Search code examples
regexoption-typeregex-group

Regular Expression: optional group is not working


I have this regEx:

\n1\s(\d{2,8})\s(\d{0,3}(.\d{3}),\d)\s(\w{1,10})\s(\d{0,3}(.\d{3}),\d)\s(\d{0,3}(.\d{3}),\d)\s(\w{3}).+?Ihre Art.-Nr.\s(\d+).+?(?:DeliveryDate:\s(\d{2}.\d{2}.\d{4})).+?(?:ExtraCharge.+?entspricht:\s(\d{0,3}(.\d{3}),\d)\s(\w{1,10}))

Works fine so far.
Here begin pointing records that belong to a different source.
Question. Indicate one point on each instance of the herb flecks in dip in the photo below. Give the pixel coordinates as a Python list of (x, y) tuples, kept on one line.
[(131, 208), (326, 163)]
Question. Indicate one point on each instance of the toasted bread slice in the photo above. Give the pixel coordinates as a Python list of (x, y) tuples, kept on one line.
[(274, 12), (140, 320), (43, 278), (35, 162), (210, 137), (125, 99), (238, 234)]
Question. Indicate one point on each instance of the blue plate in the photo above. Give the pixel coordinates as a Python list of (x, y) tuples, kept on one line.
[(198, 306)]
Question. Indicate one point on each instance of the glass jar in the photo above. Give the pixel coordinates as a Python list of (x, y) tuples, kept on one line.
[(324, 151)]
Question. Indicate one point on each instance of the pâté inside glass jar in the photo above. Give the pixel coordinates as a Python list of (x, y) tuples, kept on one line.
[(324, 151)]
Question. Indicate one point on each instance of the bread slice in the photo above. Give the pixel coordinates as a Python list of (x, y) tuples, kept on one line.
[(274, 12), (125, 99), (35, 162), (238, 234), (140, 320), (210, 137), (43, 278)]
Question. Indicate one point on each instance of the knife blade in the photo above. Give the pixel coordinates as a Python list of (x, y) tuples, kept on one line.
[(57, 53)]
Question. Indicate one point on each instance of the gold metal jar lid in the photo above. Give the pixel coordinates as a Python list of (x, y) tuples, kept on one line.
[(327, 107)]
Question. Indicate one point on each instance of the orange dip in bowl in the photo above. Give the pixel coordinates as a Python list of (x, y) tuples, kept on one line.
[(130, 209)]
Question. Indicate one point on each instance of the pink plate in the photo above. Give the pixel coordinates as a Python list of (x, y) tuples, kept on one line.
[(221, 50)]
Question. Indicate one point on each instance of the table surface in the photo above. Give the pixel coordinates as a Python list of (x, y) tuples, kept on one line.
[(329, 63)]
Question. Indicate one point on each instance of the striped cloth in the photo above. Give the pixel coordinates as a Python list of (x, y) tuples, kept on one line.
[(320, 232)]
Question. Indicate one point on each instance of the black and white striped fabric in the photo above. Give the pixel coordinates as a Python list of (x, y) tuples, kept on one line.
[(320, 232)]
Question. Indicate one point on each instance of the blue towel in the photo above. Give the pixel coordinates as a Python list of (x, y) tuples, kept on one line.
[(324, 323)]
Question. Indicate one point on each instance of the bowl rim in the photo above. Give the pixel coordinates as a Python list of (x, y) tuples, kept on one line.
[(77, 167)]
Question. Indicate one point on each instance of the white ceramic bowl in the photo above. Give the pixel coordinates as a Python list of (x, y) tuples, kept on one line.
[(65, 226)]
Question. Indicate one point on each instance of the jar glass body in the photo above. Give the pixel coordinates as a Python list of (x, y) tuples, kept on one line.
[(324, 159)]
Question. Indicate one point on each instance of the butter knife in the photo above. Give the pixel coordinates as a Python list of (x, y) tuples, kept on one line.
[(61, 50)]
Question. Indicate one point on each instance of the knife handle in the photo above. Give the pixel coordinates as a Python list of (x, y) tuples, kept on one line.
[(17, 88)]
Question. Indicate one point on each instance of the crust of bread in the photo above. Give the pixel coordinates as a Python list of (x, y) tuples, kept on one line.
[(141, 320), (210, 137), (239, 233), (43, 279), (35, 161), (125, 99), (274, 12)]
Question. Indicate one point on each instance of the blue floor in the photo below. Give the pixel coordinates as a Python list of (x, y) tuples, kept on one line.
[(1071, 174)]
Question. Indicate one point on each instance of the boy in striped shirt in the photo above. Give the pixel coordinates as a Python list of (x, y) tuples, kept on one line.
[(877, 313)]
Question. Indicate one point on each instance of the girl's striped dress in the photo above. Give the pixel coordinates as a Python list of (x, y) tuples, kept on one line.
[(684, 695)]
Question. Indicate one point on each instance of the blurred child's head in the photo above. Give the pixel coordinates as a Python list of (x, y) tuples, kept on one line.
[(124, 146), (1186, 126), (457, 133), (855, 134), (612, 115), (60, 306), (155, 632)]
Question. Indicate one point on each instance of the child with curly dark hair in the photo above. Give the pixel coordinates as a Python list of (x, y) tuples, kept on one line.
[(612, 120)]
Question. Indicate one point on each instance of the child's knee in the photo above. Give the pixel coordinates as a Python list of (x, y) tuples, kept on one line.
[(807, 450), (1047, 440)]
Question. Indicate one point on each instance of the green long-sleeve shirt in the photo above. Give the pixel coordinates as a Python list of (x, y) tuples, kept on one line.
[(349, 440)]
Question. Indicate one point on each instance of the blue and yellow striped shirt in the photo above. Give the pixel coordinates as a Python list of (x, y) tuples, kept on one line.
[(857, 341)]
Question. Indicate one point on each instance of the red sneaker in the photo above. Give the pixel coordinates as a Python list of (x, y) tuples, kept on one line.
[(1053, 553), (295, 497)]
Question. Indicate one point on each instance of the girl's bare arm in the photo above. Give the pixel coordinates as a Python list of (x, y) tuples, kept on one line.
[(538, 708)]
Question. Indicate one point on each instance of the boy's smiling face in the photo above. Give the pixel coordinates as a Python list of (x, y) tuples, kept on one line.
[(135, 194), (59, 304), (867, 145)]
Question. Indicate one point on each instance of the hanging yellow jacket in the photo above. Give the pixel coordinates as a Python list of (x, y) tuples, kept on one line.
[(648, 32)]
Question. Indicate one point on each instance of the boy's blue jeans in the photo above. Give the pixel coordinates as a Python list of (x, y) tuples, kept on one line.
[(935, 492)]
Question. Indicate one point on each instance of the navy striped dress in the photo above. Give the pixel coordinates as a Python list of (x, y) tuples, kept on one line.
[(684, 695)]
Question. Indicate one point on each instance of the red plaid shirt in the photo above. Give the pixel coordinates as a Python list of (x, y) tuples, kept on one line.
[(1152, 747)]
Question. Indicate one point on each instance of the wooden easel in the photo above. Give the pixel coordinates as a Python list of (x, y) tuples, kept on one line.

It matches something like this:

1 123456 25,00 Stck 100,00 2.500,00 EUR

. . . some text

Ihre Art.-Nr. 1690431

DeliveryDate: 21.11.2019

. . . some text

incl.ExtraCharge

entspricht: 222,00 EUR

Now I want the bold parts to be optional (in some cases the values are missing in the document).

My idea was to just add a questionmark to the groups:

\n1\s(\d{2,8})\s(\d{0,3}(.\d{3}),\d)\s(\w{1,10})\s(\d{0,3}(.\d{3}),\d)\s(\d{0,3}(.\d{3}),\d)\s(\w{3}).+?Ihre Art.-Nr.\s(\d+).+?(?:DeliveryDate:\s(\d{2}.\d{2}.\d{4}))?.+?(?:ExtraCharge.+?entspricht:\s(\d{0,3}(.\d{3}),\d)\s(\w{1,10}))?

but it doesn't work, and I don't know why


Solution

  • If (?:DeliveryDate:\s(\d{2}.\d{2}.\d{4}))? is not matched, then the regex still expects the .+? before and after to still match.

    Try putting the ending .+? inside of the non-capturing group that you have for DeliveryDate. eg

    (?:DeliveryDate:\s(\d{2}.\d{2}.\d{4}).+?)?